Have you ever wondered all the things a single coffee mug knows?
Yes, your favorite one. The pale blue porcelain with the curving handle and the chip on it’s rim. The one you used to use every morning.
It is scalded again and again with boiling water, paying no mind to the heat for it cannot feel pain. It carries with it the mournings of the old lady who held it in her withering hands as she watched them take away her husband, who died on their anniversary. It has tasted the bitter salt of sorrow when it caught three of her tears in it’s belly.
And it was left on that tired kitchen table with the red checkered cloth, hastily packed away when the old lady never returned to tenderly wash it like she did every dewy morning. It was chipped on it’s way to the thrift store, carelessly tossed onto the shelf along with the other abandoned mugs. Lost among the porcelain orphans.
Until you.
You picked it up with the familiar fondness it knew from another life it could no long recall.
You picked it up with the familiar fondness it knew from another life it could no long recall.

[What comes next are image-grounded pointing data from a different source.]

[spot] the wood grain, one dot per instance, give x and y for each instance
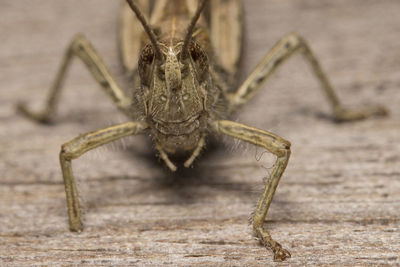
(338, 202)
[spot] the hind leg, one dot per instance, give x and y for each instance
(283, 50)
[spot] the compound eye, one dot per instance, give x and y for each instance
(163, 98)
(200, 59)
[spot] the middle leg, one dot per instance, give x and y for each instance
(277, 146)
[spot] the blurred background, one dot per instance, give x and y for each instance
(337, 203)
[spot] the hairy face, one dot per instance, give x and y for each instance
(174, 89)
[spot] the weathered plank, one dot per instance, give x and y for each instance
(337, 204)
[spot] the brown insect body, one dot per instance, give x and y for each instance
(177, 94)
(184, 64)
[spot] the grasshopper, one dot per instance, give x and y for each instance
(184, 60)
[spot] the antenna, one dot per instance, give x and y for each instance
(190, 29)
(147, 29)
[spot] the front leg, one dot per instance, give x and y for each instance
(277, 146)
(283, 50)
(80, 145)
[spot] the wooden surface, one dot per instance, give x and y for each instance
(338, 202)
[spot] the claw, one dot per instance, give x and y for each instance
(280, 254)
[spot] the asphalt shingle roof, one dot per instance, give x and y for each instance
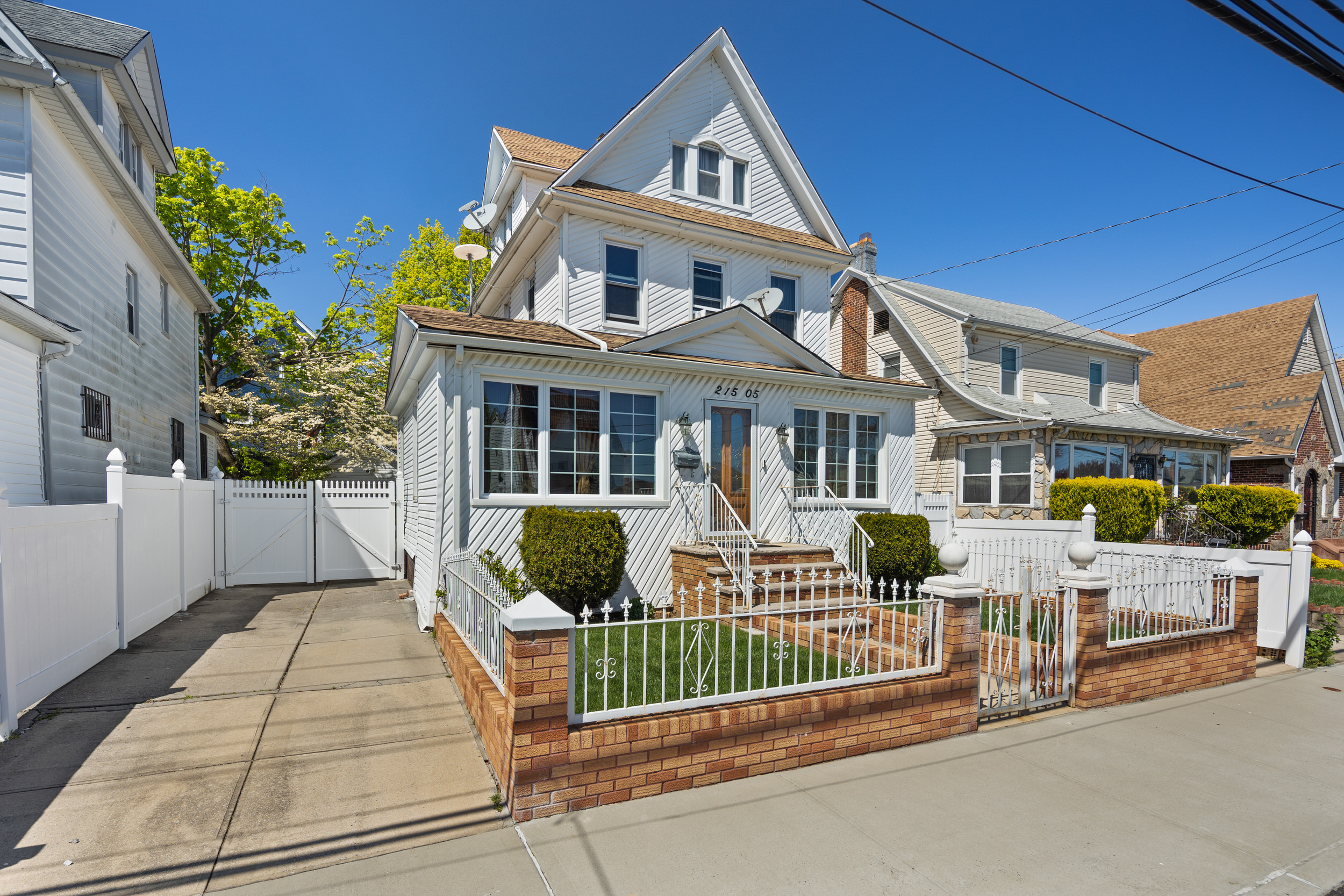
(41, 22)
(1018, 316)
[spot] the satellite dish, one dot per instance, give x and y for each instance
(480, 218)
(765, 302)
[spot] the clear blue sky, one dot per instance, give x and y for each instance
(385, 111)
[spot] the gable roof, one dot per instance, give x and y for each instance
(1203, 374)
(52, 25)
(700, 216)
(772, 135)
(538, 151)
(1018, 318)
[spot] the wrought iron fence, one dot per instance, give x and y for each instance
(472, 601)
(1159, 598)
(785, 633)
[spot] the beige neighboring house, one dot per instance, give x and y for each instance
(1025, 398)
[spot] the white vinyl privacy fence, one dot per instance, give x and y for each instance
(78, 582)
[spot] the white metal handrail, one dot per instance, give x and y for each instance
(1164, 597)
(703, 648)
(709, 518)
(475, 613)
(820, 519)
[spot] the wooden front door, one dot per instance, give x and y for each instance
(730, 460)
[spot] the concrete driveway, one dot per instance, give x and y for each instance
(269, 730)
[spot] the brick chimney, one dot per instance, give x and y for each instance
(854, 311)
(864, 254)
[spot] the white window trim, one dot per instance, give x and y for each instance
(692, 167)
(641, 277)
(544, 444)
(999, 364)
(1124, 456)
(713, 260)
(853, 410)
(995, 472)
(1105, 383)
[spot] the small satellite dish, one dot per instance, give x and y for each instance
(765, 302)
(471, 252)
(480, 218)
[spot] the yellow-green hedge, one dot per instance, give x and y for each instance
(1125, 508)
(1254, 512)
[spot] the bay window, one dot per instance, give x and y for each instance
(998, 473)
(1074, 460)
(838, 448)
(558, 440)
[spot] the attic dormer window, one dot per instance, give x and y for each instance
(707, 173)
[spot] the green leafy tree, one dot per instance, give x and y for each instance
(428, 273)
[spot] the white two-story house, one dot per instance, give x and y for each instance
(609, 361)
(97, 307)
(1025, 398)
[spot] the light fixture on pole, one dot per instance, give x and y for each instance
(471, 253)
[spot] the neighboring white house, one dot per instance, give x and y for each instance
(108, 354)
(611, 362)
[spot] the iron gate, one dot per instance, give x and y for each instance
(1028, 636)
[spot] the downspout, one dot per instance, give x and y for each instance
(45, 401)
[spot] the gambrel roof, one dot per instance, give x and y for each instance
(1254, 372)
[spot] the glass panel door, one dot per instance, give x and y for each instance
(730, 457)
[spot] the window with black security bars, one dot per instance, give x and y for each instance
(97, 414)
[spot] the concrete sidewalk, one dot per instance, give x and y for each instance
(267, 731)
(1221, 792)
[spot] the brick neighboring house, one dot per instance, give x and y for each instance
(1267, 374)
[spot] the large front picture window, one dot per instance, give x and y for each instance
(565, 440)
(996, 473)
(839, 449)
(1089, 458)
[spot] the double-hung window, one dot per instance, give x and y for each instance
(707, 285)
(132, 300)
(1076, 460)
(1097, 383)
(785, 316)
(996, 475)
(707, 173)
(839, 449)
(1010, 370)
(621, 291)
(560, 440)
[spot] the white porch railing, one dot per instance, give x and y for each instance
(702, 648)
(818, 518)
(475, 612)
(1159, 598)
(709, 518)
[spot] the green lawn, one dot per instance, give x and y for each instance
(681, 666)
(1331, 596)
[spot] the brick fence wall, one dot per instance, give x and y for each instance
(1108, 676)
(557, 768)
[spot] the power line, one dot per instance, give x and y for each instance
(1132, 221)
(1093, 112)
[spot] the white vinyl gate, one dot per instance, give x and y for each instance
(269, 532)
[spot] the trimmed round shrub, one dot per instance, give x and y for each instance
(574, 558)
(1254, 512)
(1127, 510)
(901, 548)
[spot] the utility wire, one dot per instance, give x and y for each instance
(1093, 112)
(1088, 233)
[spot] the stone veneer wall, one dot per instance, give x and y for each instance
(1042, 464)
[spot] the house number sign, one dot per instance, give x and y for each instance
(733, 390)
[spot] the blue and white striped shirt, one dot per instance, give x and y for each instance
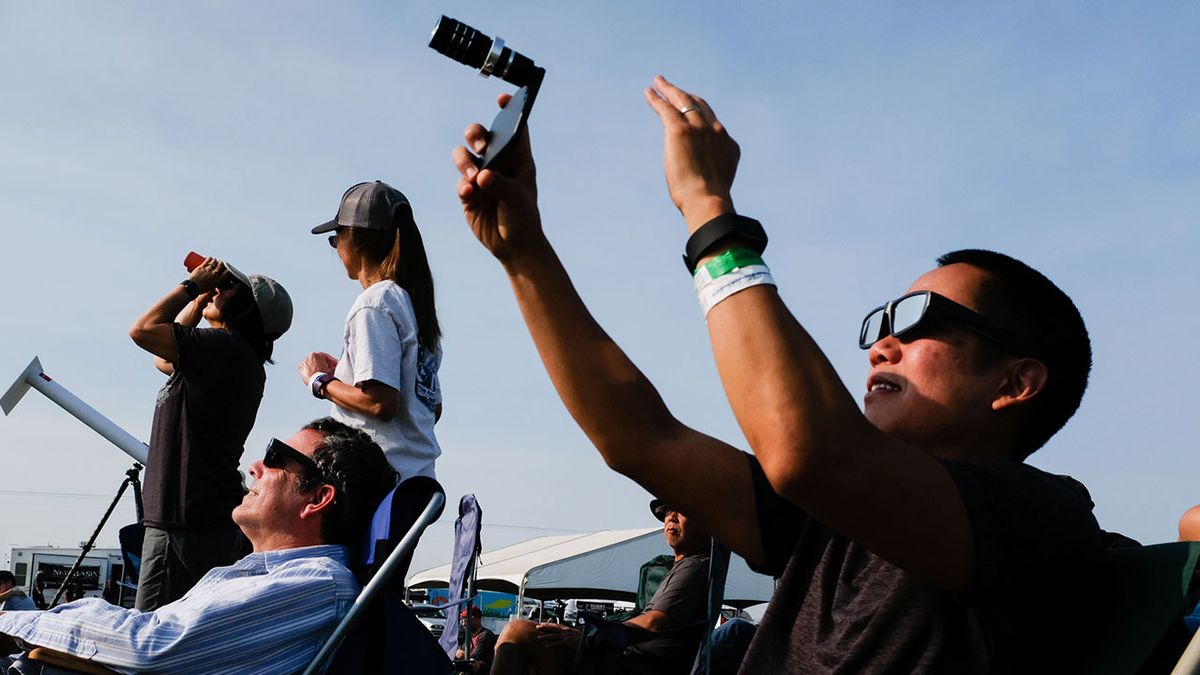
(268, 613)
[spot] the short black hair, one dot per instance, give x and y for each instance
(1047, 322)
(359, 472)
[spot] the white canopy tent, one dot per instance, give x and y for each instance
(592, 565)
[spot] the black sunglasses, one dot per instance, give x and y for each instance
(279, 453)
(907, 311)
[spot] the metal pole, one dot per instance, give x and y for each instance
(131, 476)
(34, 376)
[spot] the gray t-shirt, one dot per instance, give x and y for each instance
(381, 344)
(683, 596)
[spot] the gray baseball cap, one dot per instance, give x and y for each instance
(372, 205)
(273, 300)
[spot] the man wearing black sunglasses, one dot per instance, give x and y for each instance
(911, 538)
(312, 497)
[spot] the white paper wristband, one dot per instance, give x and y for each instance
(712, 291)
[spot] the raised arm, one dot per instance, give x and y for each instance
(611, 400)
(813, 442)
(153, 330)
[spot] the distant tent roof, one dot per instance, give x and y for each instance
(592, 565)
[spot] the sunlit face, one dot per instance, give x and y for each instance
(679, 537)
(221, 298)
(274, 501)
(930, 387)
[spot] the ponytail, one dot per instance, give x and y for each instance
(400, 254)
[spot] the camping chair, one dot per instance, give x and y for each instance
(619, 637)
(1145, 592)
(408, 644)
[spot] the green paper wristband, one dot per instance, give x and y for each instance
(730, 261)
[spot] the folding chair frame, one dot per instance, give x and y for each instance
(378, 584)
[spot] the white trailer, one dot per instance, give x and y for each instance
(99, 575)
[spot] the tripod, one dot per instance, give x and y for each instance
(131, 478)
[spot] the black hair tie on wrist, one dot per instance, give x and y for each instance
(721, 227)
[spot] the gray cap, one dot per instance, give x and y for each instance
(273, 300)
(372, 205)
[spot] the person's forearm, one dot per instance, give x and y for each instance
(163, 311)
(610, 399)
(153, 330)
(786, 395)
(379, 401)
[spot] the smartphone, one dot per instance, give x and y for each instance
(507, 129)
(192, 261)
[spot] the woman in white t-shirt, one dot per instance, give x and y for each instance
(387, 381)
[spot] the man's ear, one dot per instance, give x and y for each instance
(1025, 378)
(321, 501)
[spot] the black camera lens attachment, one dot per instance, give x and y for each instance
(469, 47)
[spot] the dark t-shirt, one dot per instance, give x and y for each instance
(838, 608)
(201, 422)
(683, 596)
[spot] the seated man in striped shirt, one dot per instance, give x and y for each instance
(312, 497)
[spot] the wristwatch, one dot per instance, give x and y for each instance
(719, 228)
(318, 383)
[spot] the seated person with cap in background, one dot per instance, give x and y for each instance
(12, 597)
(483, 641)
(312, 497)
(681, 601)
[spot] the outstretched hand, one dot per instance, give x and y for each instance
(700, 156)
(316, 362)
(501, 209)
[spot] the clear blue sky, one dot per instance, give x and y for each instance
(874, 138)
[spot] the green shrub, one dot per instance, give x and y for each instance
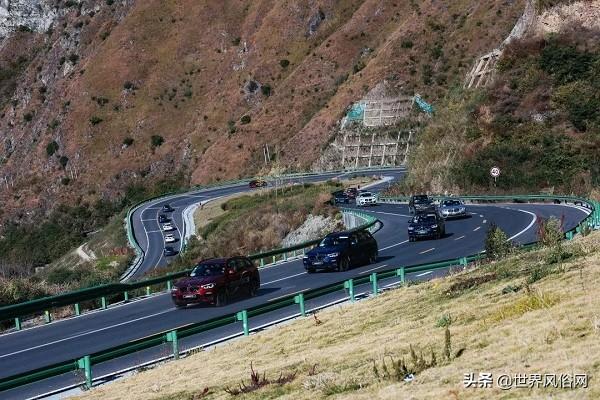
(51, 148)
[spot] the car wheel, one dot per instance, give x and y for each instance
(253, 289)
(373, 257)
(344, 264)
(221, 299)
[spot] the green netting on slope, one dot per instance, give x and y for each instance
(356, 113)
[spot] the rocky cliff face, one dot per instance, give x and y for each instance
(34, 15)
(96, 95)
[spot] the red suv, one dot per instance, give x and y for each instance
(216, 281)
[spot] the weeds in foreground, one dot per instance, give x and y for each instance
(257, 382)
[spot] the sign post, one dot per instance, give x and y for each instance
(495, 173)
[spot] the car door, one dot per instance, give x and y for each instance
(233, 275)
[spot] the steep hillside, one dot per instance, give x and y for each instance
(122, 93)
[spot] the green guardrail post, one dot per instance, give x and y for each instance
(373, 279)
(172, 337)
(299, 299)
(243, 316)
(349, 284)
(401, 273)
(85, 364)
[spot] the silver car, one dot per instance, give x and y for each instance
(453, 208)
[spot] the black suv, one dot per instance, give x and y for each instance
(426, 225)
(217, 281)
(341, 250)
(420, 203)
(340, 197)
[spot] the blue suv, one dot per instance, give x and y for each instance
(342, 250)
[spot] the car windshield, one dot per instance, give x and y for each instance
(208, 270)
(333, 241)
(450, 203)
(424, 219)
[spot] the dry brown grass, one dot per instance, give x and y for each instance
(555, 337)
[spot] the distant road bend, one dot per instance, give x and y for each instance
(95, 331)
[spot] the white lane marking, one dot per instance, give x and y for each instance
(373, 269)
(289, 294)
(282, 279)
(386, 213)
(394, 245)
(86, 333)
(533, 220)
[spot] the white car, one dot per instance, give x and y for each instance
(366, 199)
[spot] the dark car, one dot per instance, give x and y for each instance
(257, 183)
(426, 225)
(352, 192)
(216, 281)
(342, 250)
(169, 251)
(420, 203)
(340, 197)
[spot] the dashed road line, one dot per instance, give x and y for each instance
(373, 269)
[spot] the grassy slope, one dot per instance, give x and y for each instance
(553, 329)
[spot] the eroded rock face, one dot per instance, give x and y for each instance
(35, 15)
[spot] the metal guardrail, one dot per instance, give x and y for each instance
(172, 336)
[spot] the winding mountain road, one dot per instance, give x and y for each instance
(95, 331)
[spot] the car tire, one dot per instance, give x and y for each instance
(344, 264)
(221, 299)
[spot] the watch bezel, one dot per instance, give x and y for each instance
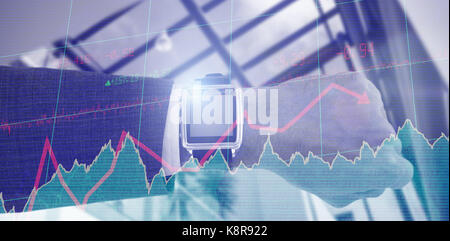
(209, 145)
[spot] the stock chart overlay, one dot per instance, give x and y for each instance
(344, 109)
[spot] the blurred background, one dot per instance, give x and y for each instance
(400, 45)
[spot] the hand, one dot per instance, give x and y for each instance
(349, 113)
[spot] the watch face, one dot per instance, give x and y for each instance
(210, 115)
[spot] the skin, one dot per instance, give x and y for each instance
(346, 125)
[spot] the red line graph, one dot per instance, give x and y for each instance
(362, 99)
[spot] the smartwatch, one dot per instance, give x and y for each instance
(211, 118)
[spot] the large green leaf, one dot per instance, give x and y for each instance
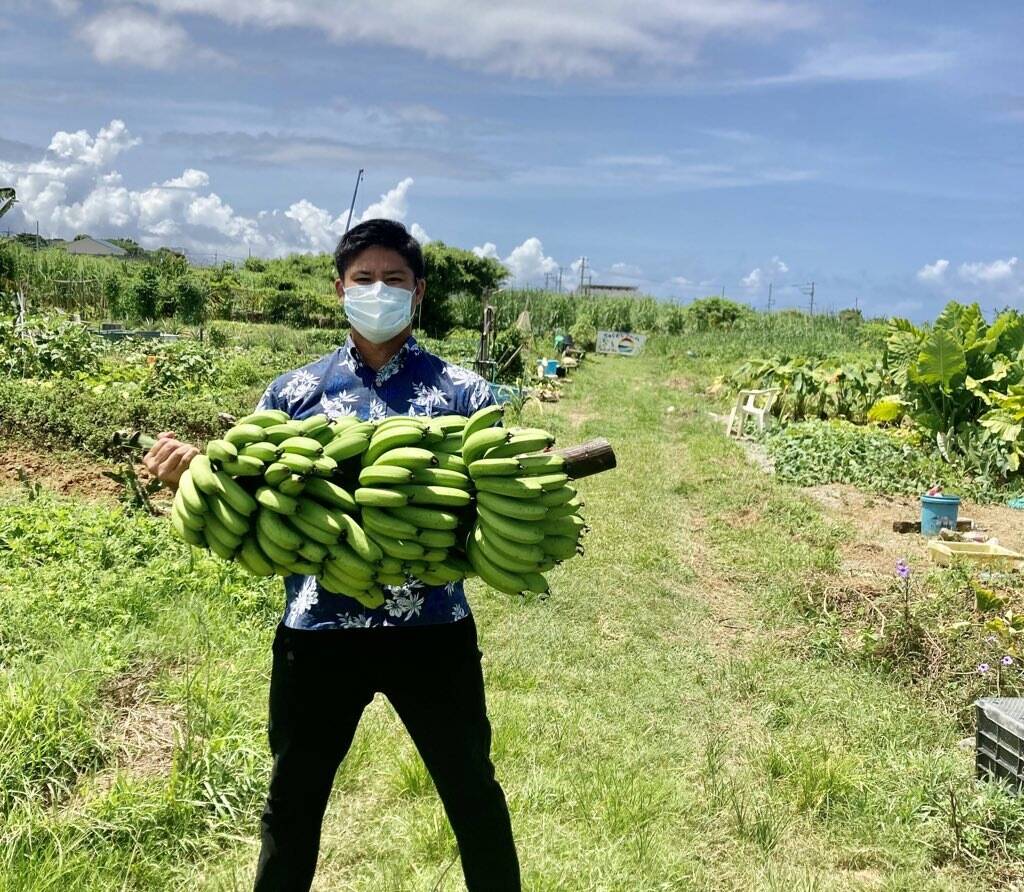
(941, 359)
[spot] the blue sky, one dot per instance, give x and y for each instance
(682, 146)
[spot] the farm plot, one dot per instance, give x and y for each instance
(676, 716)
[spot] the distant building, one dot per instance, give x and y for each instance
(95, 248)
(613, 290)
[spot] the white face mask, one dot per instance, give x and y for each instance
(378, 311)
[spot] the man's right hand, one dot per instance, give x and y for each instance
(169, 459)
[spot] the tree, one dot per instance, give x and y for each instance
(451, 271)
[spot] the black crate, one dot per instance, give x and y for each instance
(999, 740)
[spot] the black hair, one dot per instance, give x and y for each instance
(379, 234)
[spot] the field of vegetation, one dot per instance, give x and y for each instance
(736, 687)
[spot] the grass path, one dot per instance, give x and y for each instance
(660, 723)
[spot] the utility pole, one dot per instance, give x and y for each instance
(351, 207)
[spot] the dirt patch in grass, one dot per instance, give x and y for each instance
(875, 548)
(62, 472)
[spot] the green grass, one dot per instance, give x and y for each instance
(671, 718)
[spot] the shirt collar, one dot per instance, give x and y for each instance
(391, 368)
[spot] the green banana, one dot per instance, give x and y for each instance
(526, 532)
(346, 447)
(518, 509)
(217, 547)
(348, 561)
(498, 558)
(439, 477)
(313, 424)
(265, 418)
(304, 567)
(475, 446)
(214, 528)
(400, 548)
(252, 558)
(193, 537)
(193, 521)
(380, 498)
(542, 463)
(190, 496)
(560, 547)
(387, 524)
(514, 487)
(435, 538)
(278, 433)
(243, 434)
(273, 549)
(392, 438)
(302, 446)
(495, 468)
(238, 498)
(274, 527)
(244, 466)
(554, 498)
(386, 474)
(221, 451)
(264, 451)
(330, 494)
(426, 518)
(450, 462)
(275, 473)
(293, 484)
(520, 444)
(322, 516)
(483, 418)
(227, 516)
(311, 531)
(357, 540)
(325, 466)
(506, 582)
(427, 494)
(296, 464)
(278, 502)
(202, 474)
(412, 458)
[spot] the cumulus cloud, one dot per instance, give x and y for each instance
(132, 37)
(759, 275)
(526, 262)
(75, 188)
(996, 271)
(933, 272)
(527, 38)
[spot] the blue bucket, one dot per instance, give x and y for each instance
(938, 512)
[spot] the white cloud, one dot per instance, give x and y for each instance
(74, 188)
(996, 271)
(758, 277)
(131, 37)
(526, 262)
(933, 272)
(527, 38)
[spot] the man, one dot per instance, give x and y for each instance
(331, 654)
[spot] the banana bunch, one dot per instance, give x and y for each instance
(413, 489)
(527, 513)
(360, 505)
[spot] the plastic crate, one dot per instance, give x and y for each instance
(999, 739)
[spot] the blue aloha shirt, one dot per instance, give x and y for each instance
(413, 382)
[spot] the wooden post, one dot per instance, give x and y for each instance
(589, 458)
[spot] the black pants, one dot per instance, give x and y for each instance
(320, 685)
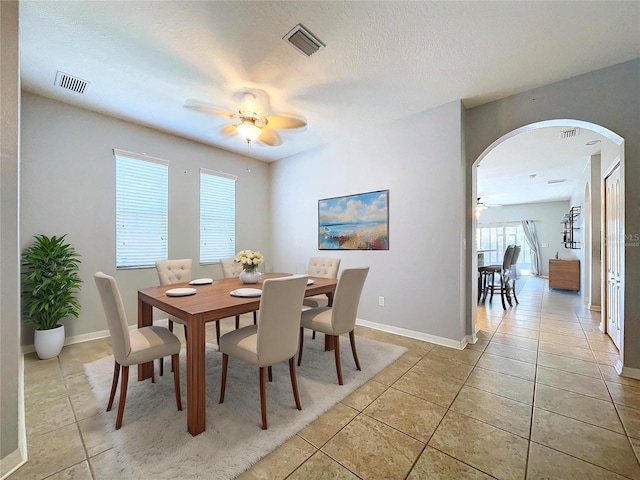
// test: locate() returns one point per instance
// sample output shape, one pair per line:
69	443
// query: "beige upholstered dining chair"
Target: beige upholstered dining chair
231	269
133	347
325	268
174	271
488	281
273	340
340	318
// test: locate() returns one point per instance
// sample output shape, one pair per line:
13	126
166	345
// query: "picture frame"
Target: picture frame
354	222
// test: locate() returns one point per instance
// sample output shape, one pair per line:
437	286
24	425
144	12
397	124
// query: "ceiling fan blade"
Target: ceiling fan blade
269	137
282	121
194	104
228	130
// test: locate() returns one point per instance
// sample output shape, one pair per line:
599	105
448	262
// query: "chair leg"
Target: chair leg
175	366
223	382
294	382
352	339
301	344
263	399
336	351
123	395
114	385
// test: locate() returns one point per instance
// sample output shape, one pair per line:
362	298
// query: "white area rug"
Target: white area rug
154	443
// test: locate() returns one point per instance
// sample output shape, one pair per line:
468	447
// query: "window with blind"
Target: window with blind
142	204
496	237
217	216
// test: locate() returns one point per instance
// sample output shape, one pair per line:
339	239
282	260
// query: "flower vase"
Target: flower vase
250	276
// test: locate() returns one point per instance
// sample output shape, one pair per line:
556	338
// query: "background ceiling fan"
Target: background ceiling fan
250	120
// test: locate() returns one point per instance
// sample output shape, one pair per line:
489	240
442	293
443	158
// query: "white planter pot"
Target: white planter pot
250	277
49	343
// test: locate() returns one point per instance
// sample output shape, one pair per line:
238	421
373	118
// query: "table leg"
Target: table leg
196	394
145	319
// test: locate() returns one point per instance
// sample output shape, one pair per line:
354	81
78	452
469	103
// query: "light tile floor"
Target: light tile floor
536	397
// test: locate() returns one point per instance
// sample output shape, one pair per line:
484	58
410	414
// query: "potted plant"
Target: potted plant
250	261
50	281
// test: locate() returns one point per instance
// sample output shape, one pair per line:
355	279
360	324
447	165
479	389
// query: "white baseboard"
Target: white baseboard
77	339
445	342
11	463
14	460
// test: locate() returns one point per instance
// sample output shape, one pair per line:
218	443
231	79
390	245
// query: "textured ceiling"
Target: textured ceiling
383	61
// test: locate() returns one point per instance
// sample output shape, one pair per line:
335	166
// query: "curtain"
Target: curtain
532	239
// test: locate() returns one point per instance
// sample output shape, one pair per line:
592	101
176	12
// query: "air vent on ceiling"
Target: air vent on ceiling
574	132
303	40
75	84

In the beginning you filled it with milk and honey, washed it carefully, placed it on the kitchen shelf. The sun rose and fell and it learned the ways of the house and the individuals who dwelled inside.
Now you sit alone on the counter at two in the morning with a glass full of scotch instead of your mug.
Haven’t you ever wondered what it knows? All the secrets of the house it learned when you left it on the counter those times you were late for work. The whispered tales of your five year old sister’s midnight escapades over a serving of hot chocolate. The sins of your father while he drank whiskey from the blue in the dark of the porch. The pain of your mother as her soapy hands washed away her husband’s confessions.
And it is left on the shelf until one cold morning when your father is looking for his coffee filters, an unwary elbow knocks it to the tile floor.
The ceramic splinters sigh in relief, the floor is hurriedly swept clean, no extra thought for the mug which once watched over the house.
It held the knowledge of many lives, kept the vows of infinite secrets.
A single, jagged blue piece winks in the early sun, forgotten, under the dusty side of the fridge.